Thanks for the pictures and the travel-guide.

Hanky-panky kept to a minimum? I thought that was the purpose of a honeymoon!

Looking forward to the saga, as it continues into the days of growing a family. You certainly have your work cut out for you, Sister T, and I doubt that your mijas are gonna let you off the hook.

Sepiru Chris said...

Dear Teresa,

This will all be printed out into an book when you have it all down, right?

This belongs on the shelf, not just on the web.

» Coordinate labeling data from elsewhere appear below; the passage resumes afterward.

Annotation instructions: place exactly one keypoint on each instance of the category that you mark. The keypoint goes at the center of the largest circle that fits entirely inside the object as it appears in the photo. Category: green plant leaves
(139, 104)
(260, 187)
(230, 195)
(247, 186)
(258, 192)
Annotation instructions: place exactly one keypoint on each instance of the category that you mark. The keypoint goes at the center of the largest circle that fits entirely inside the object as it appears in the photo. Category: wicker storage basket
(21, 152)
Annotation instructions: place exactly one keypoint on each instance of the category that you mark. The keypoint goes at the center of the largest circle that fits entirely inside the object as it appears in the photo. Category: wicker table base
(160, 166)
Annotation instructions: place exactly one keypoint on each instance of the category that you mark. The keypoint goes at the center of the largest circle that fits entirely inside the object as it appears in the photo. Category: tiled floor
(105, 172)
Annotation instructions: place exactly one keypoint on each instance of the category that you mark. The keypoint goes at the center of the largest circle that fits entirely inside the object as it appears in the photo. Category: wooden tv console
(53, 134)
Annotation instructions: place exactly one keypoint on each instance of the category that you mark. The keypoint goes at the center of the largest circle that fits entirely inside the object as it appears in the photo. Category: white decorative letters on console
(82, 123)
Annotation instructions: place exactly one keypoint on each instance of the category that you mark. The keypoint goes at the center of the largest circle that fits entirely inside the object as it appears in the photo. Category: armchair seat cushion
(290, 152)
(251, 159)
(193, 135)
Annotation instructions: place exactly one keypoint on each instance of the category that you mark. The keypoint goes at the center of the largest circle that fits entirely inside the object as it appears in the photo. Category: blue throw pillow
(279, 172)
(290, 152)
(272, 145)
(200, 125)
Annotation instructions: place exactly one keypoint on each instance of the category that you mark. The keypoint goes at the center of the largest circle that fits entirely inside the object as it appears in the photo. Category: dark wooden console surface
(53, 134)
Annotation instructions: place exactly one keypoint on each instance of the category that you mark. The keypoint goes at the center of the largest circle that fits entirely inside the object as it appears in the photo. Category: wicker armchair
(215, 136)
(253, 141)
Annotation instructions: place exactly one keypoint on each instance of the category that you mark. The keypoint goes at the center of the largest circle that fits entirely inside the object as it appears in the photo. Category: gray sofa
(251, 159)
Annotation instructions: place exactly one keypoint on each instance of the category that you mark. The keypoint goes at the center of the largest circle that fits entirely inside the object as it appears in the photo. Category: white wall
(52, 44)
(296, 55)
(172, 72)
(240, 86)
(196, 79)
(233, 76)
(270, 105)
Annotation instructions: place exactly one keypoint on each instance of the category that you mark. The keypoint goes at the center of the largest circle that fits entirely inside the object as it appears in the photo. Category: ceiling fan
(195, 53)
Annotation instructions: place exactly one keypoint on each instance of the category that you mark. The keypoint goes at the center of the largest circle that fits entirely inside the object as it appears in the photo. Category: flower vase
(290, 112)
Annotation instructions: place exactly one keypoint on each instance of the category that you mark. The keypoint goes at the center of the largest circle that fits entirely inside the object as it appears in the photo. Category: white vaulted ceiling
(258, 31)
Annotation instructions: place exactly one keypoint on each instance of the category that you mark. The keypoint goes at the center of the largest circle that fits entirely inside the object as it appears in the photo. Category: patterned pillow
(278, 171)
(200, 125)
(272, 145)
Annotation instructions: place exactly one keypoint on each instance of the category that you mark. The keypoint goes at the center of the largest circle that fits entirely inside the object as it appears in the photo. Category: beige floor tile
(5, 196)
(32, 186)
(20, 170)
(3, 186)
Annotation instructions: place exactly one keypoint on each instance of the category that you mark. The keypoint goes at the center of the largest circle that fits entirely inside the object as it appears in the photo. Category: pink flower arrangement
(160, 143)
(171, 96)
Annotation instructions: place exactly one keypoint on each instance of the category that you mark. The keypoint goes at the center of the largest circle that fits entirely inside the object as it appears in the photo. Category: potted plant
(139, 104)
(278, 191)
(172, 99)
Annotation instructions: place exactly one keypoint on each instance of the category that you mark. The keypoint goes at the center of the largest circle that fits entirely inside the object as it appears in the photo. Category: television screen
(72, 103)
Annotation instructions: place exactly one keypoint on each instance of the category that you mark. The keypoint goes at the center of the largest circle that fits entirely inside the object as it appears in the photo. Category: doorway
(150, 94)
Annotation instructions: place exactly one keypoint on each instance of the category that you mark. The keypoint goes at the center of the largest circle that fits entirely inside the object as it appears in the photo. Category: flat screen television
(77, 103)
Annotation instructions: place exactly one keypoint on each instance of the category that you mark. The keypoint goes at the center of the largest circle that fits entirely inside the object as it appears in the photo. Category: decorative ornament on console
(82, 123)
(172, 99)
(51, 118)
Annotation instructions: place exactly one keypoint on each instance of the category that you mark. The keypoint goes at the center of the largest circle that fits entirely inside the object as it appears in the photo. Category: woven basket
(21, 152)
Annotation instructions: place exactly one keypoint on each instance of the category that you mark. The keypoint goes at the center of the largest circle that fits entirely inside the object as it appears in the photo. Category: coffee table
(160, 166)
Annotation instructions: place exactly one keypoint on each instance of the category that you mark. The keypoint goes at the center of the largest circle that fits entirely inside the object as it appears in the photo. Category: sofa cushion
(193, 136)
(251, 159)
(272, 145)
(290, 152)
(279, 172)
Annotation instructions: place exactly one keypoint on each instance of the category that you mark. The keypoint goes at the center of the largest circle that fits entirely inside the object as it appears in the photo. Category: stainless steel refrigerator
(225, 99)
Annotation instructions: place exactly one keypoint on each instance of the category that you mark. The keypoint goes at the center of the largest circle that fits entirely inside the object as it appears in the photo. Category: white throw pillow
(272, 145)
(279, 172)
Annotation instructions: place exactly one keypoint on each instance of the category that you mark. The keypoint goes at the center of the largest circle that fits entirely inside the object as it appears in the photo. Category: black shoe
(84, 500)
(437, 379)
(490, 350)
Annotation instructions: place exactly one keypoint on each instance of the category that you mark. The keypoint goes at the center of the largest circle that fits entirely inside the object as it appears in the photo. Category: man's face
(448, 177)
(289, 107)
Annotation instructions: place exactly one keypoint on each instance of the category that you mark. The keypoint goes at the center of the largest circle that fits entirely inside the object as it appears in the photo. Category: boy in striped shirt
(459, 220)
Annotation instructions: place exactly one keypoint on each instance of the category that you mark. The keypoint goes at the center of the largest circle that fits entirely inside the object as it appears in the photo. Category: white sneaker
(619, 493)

The funny thing is, I know how it ends up, at least too now, and at least, the gist of it, yet I was very worried for you with the meddlesome and officious counter-lady (and I remember them, well).


Tschuess,
Chris

Teresa said...

Well, yes, the lack of hanky-panky created quite a stir in the extended family when I was obviously not pregnant within seconds of the wedding night.

Maybe New Orleans just needs a good old Mardi Gras buzz of beer and king cake to grease the wheels of bureaucracy. Taiwanese bureaucrats routinely do several bottle lunches. I think it keeps them happy.

Teresa said...

Hi Chris,

Thanks for your kind words.

Do you know a good, cheap publisher?? Right now I am writing for the fun of it. But it would be nice to have it in book form, too. Then I could give the kids autographed copies.

I'm glad that one of us knows how it ends because I am getting to the hard part where I go so deep into native thinking that it comes out only in Chinese. I had a meeting with my thesis advisor, and we were talking about women in traditional Chinese culture. I had a lot I wanted to say, but nothing would come out. She just laughed and told me to stop thinking in Chinese and still nothing would come out... I may need the Heroine's translation services.

Cloudia said...

Fresh soy milk for breakfast!
What a geat discription of your honeymoon and burocraatic hurdles!
My husban looked over and was fascinated by your family photo.
He sends regards, and told me this Guan Yin and Hotai we've had for years come from his trip to Taipei in the 60s!

Aloha my seperated at birth sister!

Comfort Spiral

Cloudia said...

Chris is right! Yours is story that demands ro be recorded and shared!

Unknown said...

Dear Cloudia,

My greetings to your husband. He was in Taipei before it turned into a modern metropolis. I bet he had fun.

Thanks for your encouragement about doing this as a book. It is a possibility. I think it would be fun. My grandmother always thought I should write my memoirs one day. That was one of the impetuses (impeti) for doing the blog. I figured 20 years was a large enough accumulation of memories to give me something worthwhile to say. I also think the passage of time has given me deeper insights into the processes I went through. I can see the humor in things now, but at the time, I was frequently very red and very frustrated.

Aloha to you, too. Hawaii will feature in an upcoming post...

Teresa said...

To Murat, Chris, and Cloudia,

I also have to say that I am so glad I did this project first in the blogosphere. Without the blog I would never have gotten to make friends like you. It is truly a wondrous process, casting bits of my story upon the waters, and having them return with like-minded fellow-travelers on the journey of life.